With that in mind, let me know your opinion on the matter, fecal or otherwise .


----------



## Chary (Aug 19, 2019)

I'm afraid to see if many people vote for the latter two options. 

People please, wash yo hands. Don't be gross.


----------



## Ericthegreat (Aug 19, 2019)

My answer to this is, if you don't wash your hands after using the bathroom, fuck you.
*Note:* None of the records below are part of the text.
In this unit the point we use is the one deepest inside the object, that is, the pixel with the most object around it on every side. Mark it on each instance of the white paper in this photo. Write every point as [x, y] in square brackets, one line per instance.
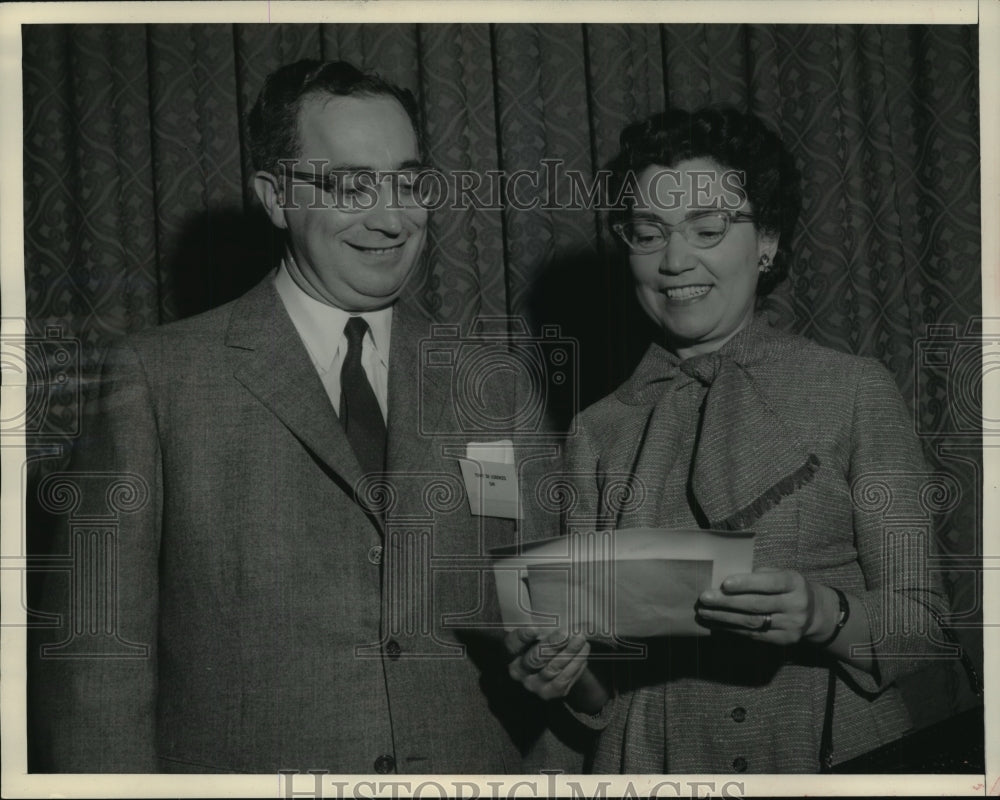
[631, 583]
[490, 476]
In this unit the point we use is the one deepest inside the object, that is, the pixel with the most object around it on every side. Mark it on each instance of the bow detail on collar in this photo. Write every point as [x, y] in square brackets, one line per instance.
[746, 458]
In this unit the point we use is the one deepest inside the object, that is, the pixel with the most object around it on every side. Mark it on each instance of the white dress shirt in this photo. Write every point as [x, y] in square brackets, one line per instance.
[321, 328]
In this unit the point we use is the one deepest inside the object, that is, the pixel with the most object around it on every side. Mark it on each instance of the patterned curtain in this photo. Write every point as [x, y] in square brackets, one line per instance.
[138, 212]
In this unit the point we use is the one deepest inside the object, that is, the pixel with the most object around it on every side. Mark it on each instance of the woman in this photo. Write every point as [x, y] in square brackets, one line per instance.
[727, 423]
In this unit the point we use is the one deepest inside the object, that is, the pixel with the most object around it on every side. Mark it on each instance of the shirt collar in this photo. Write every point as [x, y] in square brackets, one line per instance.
[321, 326]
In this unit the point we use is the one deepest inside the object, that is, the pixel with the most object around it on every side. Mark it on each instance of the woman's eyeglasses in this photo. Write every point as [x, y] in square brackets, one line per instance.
[702, 230]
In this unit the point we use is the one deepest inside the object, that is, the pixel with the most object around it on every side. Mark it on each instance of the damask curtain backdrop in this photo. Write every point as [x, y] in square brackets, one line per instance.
[138, 209]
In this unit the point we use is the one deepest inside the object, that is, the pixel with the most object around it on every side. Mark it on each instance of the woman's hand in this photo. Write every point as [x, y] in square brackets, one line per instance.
[777, 606]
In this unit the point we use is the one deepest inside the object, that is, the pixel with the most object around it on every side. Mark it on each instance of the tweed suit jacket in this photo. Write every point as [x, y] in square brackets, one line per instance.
[292, 619]
[724, 704]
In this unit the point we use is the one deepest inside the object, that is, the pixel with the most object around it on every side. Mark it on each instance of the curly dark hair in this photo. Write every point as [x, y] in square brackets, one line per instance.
[273, 122]
[733, 140]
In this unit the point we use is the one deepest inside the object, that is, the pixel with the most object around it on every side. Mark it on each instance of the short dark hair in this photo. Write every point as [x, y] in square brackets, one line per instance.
[733, 140]
[273, 123]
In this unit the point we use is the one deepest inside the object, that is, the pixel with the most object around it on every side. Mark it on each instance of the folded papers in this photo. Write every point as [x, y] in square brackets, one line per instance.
[630, 583]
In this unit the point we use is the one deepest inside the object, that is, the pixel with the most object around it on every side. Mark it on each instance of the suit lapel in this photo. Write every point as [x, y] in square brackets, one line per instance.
[417, 398]
[275, 367]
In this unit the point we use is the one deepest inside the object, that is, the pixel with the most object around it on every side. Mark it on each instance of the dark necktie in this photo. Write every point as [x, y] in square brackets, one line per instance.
[359, 410]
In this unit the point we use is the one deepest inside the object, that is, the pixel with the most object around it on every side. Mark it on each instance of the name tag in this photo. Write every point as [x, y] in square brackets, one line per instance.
[490, 476]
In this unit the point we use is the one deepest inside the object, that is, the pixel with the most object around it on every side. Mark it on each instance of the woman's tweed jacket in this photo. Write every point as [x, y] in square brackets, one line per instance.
[728, 704]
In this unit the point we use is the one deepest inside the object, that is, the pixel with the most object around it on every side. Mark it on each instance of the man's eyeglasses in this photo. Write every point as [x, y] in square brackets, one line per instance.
[702, 230]
[357, 191]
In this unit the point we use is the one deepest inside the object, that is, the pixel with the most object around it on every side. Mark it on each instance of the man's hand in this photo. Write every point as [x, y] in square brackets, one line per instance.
[546, 667]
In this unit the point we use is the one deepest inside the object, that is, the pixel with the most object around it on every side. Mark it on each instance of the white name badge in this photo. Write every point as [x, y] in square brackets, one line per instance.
[490, 476]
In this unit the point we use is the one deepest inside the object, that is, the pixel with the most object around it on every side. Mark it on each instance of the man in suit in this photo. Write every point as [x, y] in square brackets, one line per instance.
[274, 608]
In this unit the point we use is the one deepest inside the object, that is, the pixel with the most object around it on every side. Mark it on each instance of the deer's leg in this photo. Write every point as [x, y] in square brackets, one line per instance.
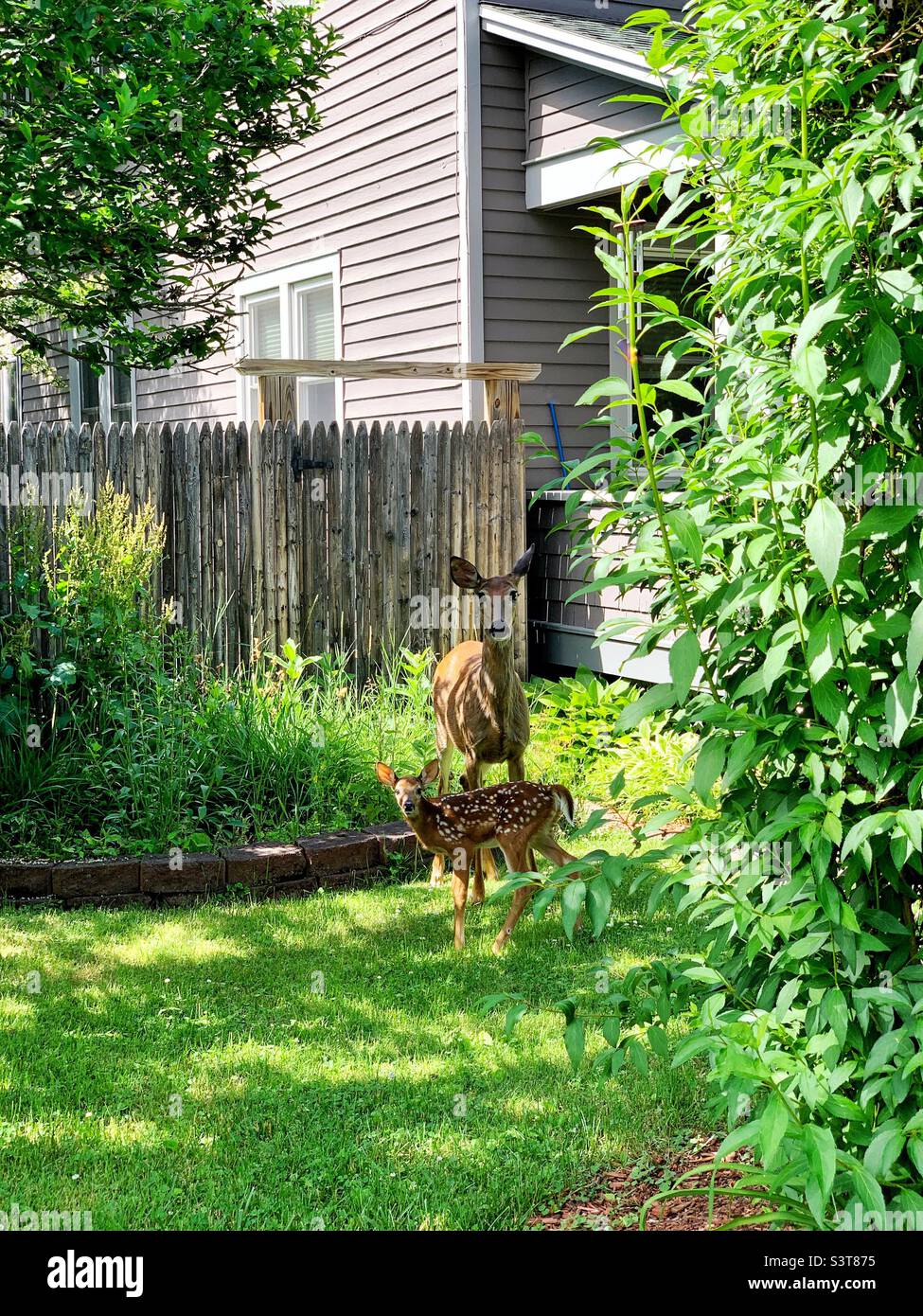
[461, 866]
[516, 857]
[437, 871]
[484, 860]
[559, 857]
[516, 773]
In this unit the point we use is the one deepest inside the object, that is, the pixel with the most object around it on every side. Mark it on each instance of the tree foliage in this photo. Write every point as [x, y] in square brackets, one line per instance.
[128, 162]
[768, 529]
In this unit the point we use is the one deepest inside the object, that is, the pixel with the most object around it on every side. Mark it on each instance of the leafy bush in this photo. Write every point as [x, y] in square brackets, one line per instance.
[797, 599]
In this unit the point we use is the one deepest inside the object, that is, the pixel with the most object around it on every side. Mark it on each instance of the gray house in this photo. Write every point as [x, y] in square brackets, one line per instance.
[434, 216]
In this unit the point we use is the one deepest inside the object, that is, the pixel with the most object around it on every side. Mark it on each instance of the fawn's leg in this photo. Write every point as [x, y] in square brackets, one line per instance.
[437, 871]
[516, 860]
[484, 860]
[516, 773]
[461, 866]
[559, 857]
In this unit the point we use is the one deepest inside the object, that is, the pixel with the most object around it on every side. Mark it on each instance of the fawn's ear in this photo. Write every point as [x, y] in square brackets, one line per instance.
[524, 562]
[465, 574]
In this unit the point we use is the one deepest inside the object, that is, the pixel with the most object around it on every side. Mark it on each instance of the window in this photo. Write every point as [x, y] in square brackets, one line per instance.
[293, 313]
[10, 392]
[315, 337]
[107, 399]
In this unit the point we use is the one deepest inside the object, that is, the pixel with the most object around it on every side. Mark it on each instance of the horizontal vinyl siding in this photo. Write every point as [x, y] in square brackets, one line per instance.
[539, 273]
[43, 399]
[553, 579]
[568, 108]
[377, 186]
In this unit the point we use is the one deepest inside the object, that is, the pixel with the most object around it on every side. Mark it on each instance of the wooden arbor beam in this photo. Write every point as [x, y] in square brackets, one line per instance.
[278, 397]
[516, 370]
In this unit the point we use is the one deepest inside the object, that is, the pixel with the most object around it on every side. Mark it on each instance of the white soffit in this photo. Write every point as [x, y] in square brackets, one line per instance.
[568, 44]
[588, 172]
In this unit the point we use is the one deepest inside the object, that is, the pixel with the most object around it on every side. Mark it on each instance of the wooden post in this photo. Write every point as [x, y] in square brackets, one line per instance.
[502, 397]
[270, 399]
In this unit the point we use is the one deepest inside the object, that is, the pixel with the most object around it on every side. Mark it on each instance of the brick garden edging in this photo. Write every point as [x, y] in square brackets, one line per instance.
[328, 860]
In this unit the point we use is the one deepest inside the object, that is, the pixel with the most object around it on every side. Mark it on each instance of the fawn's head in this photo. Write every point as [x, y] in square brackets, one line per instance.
[495, 594]
[407, 790]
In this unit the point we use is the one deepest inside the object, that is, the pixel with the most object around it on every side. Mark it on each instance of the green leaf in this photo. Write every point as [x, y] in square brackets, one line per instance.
[882, 357]
[708, 765]
[899, 284]
[819, 314]
[901, 704]
[808, 370]
[514, 1016]
[650, 702]
[572, 903]
[823, 535]
[821, 1147]
[684, 657]
[575, 1041]
[915, 641]
[598, 904]
[882, 1151]
[773, 1124]
[853, 198]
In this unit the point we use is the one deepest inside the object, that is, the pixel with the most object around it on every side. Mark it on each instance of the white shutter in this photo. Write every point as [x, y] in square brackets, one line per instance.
[263, 327]
[315, 319]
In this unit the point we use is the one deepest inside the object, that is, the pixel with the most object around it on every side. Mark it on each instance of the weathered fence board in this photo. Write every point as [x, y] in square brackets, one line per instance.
[339, 541]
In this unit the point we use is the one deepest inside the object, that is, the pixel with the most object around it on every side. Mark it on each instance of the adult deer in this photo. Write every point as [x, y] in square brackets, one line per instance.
[514, 815]
[478, 699]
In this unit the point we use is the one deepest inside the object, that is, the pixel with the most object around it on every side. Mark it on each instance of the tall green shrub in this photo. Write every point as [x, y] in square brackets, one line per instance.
[792, 590]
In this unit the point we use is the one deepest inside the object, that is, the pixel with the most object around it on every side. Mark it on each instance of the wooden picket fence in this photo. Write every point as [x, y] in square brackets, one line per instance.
[330, 539]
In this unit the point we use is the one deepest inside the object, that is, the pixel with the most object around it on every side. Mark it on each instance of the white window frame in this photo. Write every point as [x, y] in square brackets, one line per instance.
[10, 391]
[286, 283]
[74, 340]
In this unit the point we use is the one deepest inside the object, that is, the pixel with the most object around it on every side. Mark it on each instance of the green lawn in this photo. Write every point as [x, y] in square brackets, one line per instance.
[387, 1102]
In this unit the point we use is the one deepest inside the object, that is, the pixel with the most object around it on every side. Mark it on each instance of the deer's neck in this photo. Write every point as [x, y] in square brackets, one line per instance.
[498, 678]
[424, 824]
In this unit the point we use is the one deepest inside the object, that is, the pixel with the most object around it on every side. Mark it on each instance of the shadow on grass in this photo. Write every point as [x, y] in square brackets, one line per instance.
[259, 1066]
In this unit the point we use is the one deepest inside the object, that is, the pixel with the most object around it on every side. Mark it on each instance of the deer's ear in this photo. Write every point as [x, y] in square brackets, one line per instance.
[465, 574]
[524, 562]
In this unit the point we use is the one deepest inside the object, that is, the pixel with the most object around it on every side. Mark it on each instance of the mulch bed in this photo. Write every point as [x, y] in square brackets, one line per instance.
[615, 1198]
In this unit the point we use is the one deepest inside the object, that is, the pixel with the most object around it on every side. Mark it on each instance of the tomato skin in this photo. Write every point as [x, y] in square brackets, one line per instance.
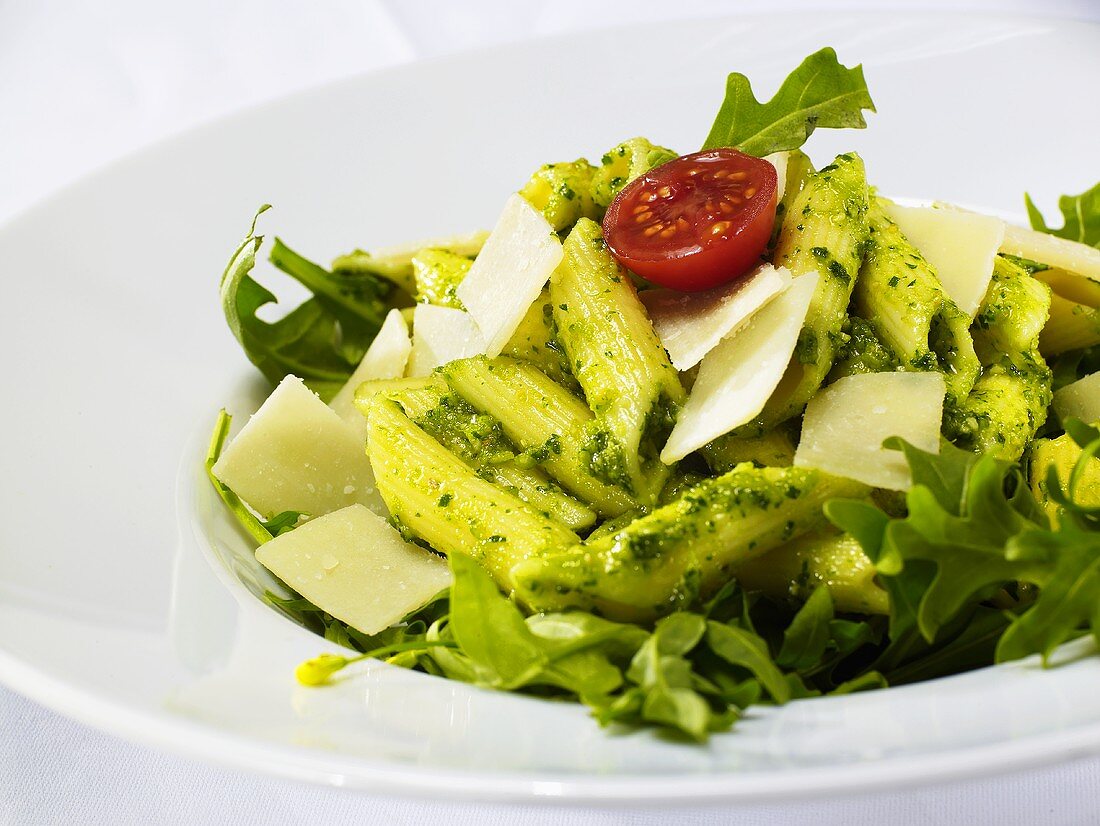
[695, 222]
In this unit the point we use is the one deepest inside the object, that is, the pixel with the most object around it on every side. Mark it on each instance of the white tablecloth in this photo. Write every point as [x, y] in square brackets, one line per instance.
[83, 84]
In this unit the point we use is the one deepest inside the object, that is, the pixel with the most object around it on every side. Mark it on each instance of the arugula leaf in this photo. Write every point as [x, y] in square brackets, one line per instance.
[820, 92]
[490, 629]
[968, 550]
[1080, 217]
[1068, 592]
[320, 341]
[739, 647]
[806, 637]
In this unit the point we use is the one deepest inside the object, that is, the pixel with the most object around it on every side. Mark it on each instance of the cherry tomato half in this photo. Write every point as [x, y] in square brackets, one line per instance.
[696, 221]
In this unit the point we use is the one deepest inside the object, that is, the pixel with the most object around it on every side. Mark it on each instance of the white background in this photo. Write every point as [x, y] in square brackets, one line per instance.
[83, 84]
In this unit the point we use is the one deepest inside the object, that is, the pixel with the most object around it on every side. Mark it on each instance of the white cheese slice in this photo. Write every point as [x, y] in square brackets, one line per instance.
[386, 358]
[1057, 252]
[295, 453]
[845, 425]
[441, 334]
[960, 245]
[1079, 399]
[736, 378]
[509, 272]
[779, 160]
[691, 325]
[353, 564]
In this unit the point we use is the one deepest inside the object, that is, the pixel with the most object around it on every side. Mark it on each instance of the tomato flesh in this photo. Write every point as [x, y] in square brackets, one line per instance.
[695, 222]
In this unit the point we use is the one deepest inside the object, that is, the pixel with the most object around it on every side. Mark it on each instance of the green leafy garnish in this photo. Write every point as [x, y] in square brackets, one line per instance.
[975, 539]
[1080, 216]
[320, 341]
[820, 92]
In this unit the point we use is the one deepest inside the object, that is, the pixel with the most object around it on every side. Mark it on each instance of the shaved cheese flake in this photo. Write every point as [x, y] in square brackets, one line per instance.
[1079, 400]
[295, 453]
[691, 325]
[779, 160]
[845, 426]
[440, 336]
[737, 377]
[1056, 252]
[960, 245]
[354, 565]
[509, 272]
[386, 358]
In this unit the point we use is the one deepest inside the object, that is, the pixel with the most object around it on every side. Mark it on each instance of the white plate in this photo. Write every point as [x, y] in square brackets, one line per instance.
[113, 607]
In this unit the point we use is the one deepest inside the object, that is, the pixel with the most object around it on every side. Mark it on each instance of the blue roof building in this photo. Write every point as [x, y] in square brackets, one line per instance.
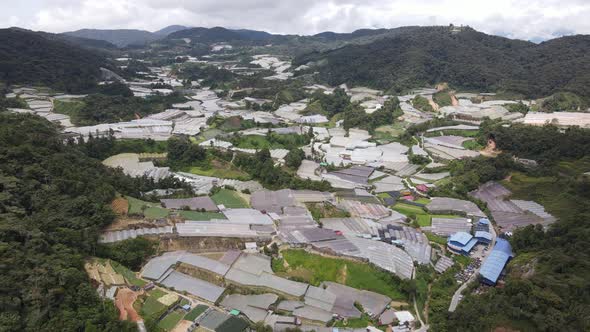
[492, 267]
[483, 236]
[461, 243]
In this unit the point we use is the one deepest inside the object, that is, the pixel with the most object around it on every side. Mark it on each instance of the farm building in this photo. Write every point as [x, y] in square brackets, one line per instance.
[255, 307]
[195, 203]
[561, 119]
[494, 264]
[510, 214]
[483, 237]
[461, 243]
[221, 228]
[443, 264]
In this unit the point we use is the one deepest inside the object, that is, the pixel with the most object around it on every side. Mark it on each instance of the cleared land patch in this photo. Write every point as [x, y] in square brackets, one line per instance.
[230, 199]
[316, 269]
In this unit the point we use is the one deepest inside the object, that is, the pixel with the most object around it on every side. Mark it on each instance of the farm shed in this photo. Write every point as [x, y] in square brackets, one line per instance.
[448, 226]
[494, 264]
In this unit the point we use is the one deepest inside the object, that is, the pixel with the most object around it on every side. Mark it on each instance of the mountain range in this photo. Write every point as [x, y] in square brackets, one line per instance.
[389, 59]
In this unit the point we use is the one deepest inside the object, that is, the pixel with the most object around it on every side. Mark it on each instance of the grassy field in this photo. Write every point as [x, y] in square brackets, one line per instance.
[70, 108]
[194, 215]
[230, 199]
[545, 191]
[169, 322]
[409, 209]
[320, 210]
[472, 145]
[198, 310]
[127, 274]
[149, 210]
[151, 308]
[220, 169]
[355, 323]
[426, 219]
[316, 269]
[422, 200]
[436, 238]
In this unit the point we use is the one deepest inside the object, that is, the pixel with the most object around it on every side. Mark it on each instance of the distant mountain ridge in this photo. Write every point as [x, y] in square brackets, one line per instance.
[40, 58]
[170, 29]
[119, 37]
[464, 58]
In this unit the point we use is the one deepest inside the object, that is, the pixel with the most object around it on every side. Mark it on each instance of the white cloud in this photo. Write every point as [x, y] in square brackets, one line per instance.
[517, 19]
I don't know who the fuck is narcissistic enough to think "oh my hands are clean enough" or "I don't need to wash my hands".

The only time I have not washed my hands are when it looks like someone shit or pissed all over the sink, then I do a good hand sanitize until I can get somewhere and wash my hands.

Also anyone remember the old gbatemp thread about how a lot of people feel it is okay to pee in the bath (not the shower)?


----------



## FAST6191 (Aug 19, 2019)

Yeah I wash my hands. Don't do the full surgeon or mechanic scrub routine every time (too much time, too little gain, my long suffering skin also would take a greater pounding than it already does as I tend to only use swarfega). Many times I wash them before the event as well, even when they are not notably dirty.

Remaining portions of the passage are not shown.